Pods are not created
kubectl get pods -n runai
You will get a list of running "pods". All pods should be with status Running or Completed. There could be various reasons why pods are at a different status. Most notably, pods use Run:AI images which are downloaded from the web. If your company employs an outbound firewall, you may need to open the urls and ports mentioned here
GPU related metrics are not shown
In the Admin portal (app.run.ai) Metrics such as "number of GPUs" and "GPU utilization" do not show
This typically means that there is a disconnect between the Kubernetes pods that require access to GPUs and the NVIDIA software.
This could happen if:
- Connecting GPU data requires a Kubernetes feature gate flag called KubeletPodResources.
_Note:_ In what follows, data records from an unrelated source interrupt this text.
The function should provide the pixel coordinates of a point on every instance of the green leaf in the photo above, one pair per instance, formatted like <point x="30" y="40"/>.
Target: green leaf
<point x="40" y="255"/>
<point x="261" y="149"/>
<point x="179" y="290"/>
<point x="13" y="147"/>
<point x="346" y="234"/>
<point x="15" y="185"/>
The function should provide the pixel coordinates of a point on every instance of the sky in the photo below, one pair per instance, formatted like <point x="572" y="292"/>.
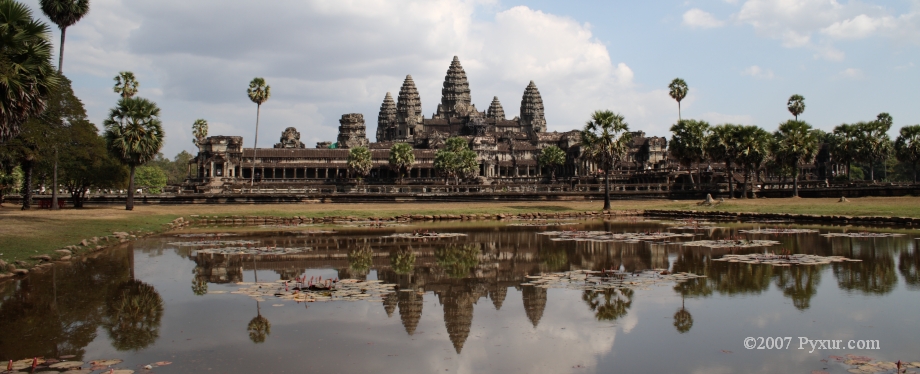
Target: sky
<point x="742" y="60"/>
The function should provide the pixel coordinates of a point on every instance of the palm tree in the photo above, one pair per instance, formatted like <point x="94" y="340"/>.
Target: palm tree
<point x="795" y="144"/>
<point x="907" y="147"/>
<point x="688" y="143"/>
<point x="27" y="76"/>
<point x="678" y="90"/>
<point x="605" y="139"/>
<point x="796" y="105"/>
<point x="753" y="151"/>
<point x="134" y="135"/>
<point x="552" y="157"/>
<point x="722" y="145"/>
<point x="845" y="146"/>
<point x="199" y="130"/>
<point x="360" y="162"/>
<point x="401" y="159"/>
<point x="875" y="143"/>
<point x="125" y="84"/>
<point x="258" y="92"/>
<point x="64" y="13"/>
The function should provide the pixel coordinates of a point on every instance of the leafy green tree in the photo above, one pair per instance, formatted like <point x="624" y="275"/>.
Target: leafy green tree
<point x="753" y="150"/>
<point x="199" y="130"/>
<point x="150" y="177"/>
<point x="258" y="92"/>
<point x="678" y="91"/>
<point x="907" y="147"/>
<point x="874" y="141"/>
<point x="722" y="145"/>
<point x="86" y="163"/>
<point x="64" y="13"/>
<point x="125" y="84"/>
<point x="551" y="157"/>
<point x="26" y="74"/>
<point x="845" y="146"/>
<point x="359" y="162"/>
<point x="605" y="140"/>
<point x="795" y="143"/>
<point x="401" y="159"/>
<point x="796" y="105"/>
<point x="134" y="135"/>
<point x="688" y="144"/>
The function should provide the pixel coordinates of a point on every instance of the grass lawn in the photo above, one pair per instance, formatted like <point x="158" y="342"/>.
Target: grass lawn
<point x="35" y="232"/>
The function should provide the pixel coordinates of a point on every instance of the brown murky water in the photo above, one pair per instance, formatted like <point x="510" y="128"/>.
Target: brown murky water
<point x="462" y="306"/>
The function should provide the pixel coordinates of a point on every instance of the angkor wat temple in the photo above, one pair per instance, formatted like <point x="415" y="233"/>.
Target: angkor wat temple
<point x="507" y="149"/>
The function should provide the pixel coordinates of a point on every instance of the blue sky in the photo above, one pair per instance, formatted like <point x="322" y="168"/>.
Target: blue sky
<point x="741" y="59"/>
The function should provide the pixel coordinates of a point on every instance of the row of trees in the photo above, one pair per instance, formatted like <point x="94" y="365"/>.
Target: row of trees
<point x="43" y="123"/>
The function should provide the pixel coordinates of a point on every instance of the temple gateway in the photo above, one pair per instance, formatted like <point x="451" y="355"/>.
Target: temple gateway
<point x="507" y="149"/>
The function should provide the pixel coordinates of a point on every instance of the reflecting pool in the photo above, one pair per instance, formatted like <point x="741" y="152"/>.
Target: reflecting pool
<point x="479" y="301"/>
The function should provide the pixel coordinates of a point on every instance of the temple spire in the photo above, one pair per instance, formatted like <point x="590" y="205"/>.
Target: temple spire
<point x="495" y="110"/>
<point x="408" y="109"/>
<point x="455" y="94"/>
<point x="532" y="109"/>
<point x="386" y="119"/>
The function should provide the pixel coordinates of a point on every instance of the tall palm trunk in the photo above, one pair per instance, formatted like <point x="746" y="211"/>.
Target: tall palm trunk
<point x="27" y="166"/>
<point x="255" y="146"/>
<point x="54" y="186"/>
<point x="731" y="179"/>
<point x="607" y="188"/>
<point x="61" y="54"/>
<point x="129" y="202"/>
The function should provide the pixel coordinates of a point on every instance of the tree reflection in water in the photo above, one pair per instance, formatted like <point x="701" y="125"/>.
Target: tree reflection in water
<point x="133" y="316"/>
<point x="799" y="283"/>
<point x="909" y="266"/>
<point x="458" y="260"/>
<point x="616" y="303"/>
<point x="259" y="327"/>
<point x="875" y="274"/>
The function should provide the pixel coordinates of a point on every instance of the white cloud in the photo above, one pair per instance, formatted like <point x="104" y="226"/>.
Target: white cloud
<point x="698" y="18"/>
<point x="851" y="73"/>
<point x="758" y="72"/>
<point x="324" y="59"/>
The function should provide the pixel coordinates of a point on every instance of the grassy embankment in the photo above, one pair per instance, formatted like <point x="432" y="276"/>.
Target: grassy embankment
<point x="37" y="232"/>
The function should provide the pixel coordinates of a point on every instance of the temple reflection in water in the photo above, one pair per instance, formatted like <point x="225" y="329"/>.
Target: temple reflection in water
<point x="460" y="272"/>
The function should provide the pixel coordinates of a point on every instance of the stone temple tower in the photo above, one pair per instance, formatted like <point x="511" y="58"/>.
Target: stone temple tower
<point x="532" y="119"/>
<point x="408" y="111"/>
<point x="495" y="110"/>
<point x="386" y="120"/>
<point x="455" y="94"/>
<point x="352" y="132"/>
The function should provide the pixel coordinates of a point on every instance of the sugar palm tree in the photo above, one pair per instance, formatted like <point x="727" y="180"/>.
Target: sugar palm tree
<point x="199" y="130"/>
<point x="134" y="135"/>
<point x="688" y="144"/>
<point x="907" y="147"/>
<point x="26" y="74"/>
<point x="401" y="159"/>
<point x="552" y="157"/>
<point x="845" y="145"/>
<point x="796" y="105"/>
<point x="678" y="90"/>
<point x="605" y="140"/>
<point x="64" y="13"/>
<point x="753" y="151"/>
<point x="125" y="84"/>
<point x="796" y="143"/>
<point x="722" y="145"/>
<point x="875" y="143"/>
<point x="258" y="92"/>
<point x="359" y="162"/>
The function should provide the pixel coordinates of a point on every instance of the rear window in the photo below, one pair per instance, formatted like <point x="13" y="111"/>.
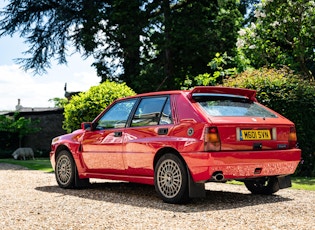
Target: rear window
<point x="230" y="105"/>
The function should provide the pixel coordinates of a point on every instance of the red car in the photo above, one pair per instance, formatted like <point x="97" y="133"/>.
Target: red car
<point x="179" y="140"/>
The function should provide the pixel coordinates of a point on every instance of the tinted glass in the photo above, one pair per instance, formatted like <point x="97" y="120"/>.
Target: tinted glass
<point x="230" y="105"/>
<point x="149" y="112"/>
<point x="117" y="115"/>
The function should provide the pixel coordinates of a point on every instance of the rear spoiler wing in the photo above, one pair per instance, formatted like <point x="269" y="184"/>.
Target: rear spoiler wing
<point x="249" y="93"/>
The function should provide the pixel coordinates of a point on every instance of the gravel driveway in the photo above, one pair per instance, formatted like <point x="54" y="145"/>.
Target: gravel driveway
<point x="32" y="200"/>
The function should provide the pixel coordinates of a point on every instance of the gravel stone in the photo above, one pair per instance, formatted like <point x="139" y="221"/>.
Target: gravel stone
<point x="31" y="199"/>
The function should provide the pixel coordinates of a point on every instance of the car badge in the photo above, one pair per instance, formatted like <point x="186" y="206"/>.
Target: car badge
<point x="190" y="131"/>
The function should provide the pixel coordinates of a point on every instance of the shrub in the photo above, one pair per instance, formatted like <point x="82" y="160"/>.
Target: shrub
<point x="87" y="105"/>
<point x="291" y="96"/>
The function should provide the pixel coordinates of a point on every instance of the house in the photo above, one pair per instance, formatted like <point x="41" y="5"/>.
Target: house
<point x="50" y="125"/>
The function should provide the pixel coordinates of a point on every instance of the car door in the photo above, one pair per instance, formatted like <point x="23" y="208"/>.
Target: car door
<point x="147" y="132"/>
<point x="102" y="147"/>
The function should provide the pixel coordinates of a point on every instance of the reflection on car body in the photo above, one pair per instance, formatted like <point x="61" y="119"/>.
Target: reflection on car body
<point x="180" y="140"/>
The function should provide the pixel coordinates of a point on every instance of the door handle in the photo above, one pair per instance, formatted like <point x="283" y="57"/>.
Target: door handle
<point x="162" y="131"/>
<point x="118" y="134"/>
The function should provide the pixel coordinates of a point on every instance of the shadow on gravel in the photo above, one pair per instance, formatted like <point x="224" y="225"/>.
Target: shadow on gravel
<point x="145" y="196"/>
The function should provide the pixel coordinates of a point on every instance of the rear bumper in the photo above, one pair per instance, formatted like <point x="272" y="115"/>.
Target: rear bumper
<point x="242" y="165"/>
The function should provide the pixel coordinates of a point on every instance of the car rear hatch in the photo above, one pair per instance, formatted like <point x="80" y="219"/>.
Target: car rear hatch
<point x="241" y="122"/>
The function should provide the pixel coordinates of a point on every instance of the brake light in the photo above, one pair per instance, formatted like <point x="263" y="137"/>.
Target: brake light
<point x="292" y="138"/>
<point x="212" y="139"/>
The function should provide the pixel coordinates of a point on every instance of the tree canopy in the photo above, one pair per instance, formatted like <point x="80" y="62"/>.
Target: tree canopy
<point x="149" y="44"/>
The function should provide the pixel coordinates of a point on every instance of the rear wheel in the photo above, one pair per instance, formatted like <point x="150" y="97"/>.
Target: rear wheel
<point x="265" y="186"/>
<point x="171" y="180"/>
<point x="65" y="170"/>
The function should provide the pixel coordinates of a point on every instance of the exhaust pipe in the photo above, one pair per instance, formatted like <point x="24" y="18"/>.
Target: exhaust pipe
<point x="218" y="176"/>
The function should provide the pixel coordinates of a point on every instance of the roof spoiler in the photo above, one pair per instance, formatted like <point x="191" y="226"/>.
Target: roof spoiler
<point x="251" y="94"/>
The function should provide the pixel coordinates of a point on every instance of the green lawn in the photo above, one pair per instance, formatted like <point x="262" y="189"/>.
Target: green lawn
<point x="43" y="164"/>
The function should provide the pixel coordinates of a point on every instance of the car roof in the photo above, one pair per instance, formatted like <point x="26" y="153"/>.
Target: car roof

This feature gate is a default in Kubernetes 1.15, but must be added in older versions of Kubernetes. See https://kubernetes.io/docs/reference/command-line-tools-reference/feature-gates/. Note that Run:AI has been tested on Kubernetes 1.15.
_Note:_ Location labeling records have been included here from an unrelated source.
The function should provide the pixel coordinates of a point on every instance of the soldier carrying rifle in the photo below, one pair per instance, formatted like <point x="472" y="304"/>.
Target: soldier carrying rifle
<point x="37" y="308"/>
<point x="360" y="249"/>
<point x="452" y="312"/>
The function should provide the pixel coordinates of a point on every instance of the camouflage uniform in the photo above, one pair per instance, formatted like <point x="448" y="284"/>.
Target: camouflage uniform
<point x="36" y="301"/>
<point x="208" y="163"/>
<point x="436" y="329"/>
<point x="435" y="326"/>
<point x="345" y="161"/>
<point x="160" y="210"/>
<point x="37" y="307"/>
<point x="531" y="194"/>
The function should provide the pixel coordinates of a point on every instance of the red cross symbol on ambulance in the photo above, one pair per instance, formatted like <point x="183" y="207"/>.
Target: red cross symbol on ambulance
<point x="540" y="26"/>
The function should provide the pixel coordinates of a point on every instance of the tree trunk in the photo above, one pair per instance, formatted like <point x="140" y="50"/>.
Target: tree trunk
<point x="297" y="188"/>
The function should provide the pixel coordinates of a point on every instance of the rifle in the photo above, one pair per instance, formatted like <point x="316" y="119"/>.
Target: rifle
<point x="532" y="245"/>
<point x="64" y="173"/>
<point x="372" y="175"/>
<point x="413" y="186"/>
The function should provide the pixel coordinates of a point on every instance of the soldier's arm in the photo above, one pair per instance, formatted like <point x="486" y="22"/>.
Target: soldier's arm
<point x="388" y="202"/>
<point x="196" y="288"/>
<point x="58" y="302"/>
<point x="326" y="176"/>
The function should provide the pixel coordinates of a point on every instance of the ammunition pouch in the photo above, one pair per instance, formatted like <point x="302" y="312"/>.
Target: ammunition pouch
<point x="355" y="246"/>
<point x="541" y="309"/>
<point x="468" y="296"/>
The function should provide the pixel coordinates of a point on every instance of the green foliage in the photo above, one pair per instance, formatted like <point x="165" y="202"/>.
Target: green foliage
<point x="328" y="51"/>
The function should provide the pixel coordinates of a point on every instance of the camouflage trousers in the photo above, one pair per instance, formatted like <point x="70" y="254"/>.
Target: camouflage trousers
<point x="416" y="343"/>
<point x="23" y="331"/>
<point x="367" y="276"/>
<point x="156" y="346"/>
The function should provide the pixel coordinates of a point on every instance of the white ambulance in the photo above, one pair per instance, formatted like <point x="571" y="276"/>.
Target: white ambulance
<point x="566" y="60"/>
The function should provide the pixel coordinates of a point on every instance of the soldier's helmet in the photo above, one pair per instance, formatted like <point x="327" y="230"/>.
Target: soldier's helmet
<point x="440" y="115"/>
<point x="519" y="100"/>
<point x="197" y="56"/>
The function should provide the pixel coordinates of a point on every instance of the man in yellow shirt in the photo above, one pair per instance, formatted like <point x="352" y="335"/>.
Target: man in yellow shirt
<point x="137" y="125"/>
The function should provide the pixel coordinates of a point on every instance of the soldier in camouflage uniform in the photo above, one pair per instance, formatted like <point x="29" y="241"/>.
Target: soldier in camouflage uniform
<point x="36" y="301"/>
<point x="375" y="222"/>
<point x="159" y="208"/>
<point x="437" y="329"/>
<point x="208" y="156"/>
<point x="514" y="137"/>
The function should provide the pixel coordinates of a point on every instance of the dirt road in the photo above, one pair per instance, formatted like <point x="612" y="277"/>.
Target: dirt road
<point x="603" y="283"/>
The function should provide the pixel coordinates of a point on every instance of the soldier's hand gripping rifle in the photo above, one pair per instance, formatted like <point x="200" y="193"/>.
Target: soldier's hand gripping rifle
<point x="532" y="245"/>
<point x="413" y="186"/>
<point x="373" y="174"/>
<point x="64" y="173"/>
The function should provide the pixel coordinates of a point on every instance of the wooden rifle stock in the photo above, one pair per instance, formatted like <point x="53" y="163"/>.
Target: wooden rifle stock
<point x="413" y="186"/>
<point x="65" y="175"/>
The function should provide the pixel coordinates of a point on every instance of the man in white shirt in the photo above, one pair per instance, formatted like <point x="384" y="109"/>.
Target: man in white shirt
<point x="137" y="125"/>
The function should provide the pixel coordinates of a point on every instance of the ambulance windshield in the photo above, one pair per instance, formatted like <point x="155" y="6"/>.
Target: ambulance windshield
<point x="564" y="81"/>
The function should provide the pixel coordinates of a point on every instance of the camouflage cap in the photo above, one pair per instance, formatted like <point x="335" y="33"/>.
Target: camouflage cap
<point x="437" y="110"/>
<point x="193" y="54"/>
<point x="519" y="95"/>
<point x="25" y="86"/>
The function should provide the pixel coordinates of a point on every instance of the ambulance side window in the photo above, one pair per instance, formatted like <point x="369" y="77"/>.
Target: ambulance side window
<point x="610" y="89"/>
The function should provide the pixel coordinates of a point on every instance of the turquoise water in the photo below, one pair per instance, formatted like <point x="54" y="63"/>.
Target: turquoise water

- Nvidia perquisites are not installed. See https://support.run.ai/hc/en-us/articles/360010227960-Run-AI-GPU-Cluster-Prerequisites for NVIDIA related prerequisites.
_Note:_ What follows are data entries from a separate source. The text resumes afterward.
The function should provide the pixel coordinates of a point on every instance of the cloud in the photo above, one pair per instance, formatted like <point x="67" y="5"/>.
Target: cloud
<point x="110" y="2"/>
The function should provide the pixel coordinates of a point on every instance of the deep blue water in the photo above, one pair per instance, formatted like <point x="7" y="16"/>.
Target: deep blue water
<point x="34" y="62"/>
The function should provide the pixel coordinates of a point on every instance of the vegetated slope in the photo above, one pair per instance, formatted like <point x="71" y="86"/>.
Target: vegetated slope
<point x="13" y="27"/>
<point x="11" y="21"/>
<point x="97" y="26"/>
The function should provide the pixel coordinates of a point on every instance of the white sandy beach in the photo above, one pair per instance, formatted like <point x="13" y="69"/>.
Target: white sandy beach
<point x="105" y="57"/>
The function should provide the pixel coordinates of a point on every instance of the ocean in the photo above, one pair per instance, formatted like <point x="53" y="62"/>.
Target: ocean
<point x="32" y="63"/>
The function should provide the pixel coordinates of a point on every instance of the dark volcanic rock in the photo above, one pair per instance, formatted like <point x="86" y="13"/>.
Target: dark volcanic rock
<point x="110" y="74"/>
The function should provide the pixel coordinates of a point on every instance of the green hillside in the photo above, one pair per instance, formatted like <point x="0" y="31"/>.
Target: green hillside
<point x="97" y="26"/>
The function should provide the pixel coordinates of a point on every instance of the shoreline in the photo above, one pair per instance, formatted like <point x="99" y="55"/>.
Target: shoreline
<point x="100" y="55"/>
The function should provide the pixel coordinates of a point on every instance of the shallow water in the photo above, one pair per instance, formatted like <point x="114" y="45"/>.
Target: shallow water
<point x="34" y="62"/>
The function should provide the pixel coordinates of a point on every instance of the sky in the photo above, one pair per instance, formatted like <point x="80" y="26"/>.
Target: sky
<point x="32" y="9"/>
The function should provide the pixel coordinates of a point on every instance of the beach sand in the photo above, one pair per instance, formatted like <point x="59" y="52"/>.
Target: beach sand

To verify whether GPU metrics are exported run:
kubectl port-forward -n runai prometheus-runai-prometheus-operator-prometheus-0 9090
Then using your browser go to: http://localhost:9090/. Verify that you see metrics for dcgm_gpu_utilization
If no metrics are shown, you can get to the root cause by running:
kubectl get pods -n runai --selector=app=pod-gpu-metrics-exporter
There should be one gpu metrics exporter per node. For each pod run:
kubectl logs -n runai <name> -c pod-nvidia-gpu-metrics-exporter
Where <name> is the pod-gpu-metrics exporter names from above. The logs should contain further data about the issue
A typical issue may be skipping the prerequisite of installing the Nvidia driver plugin. See here.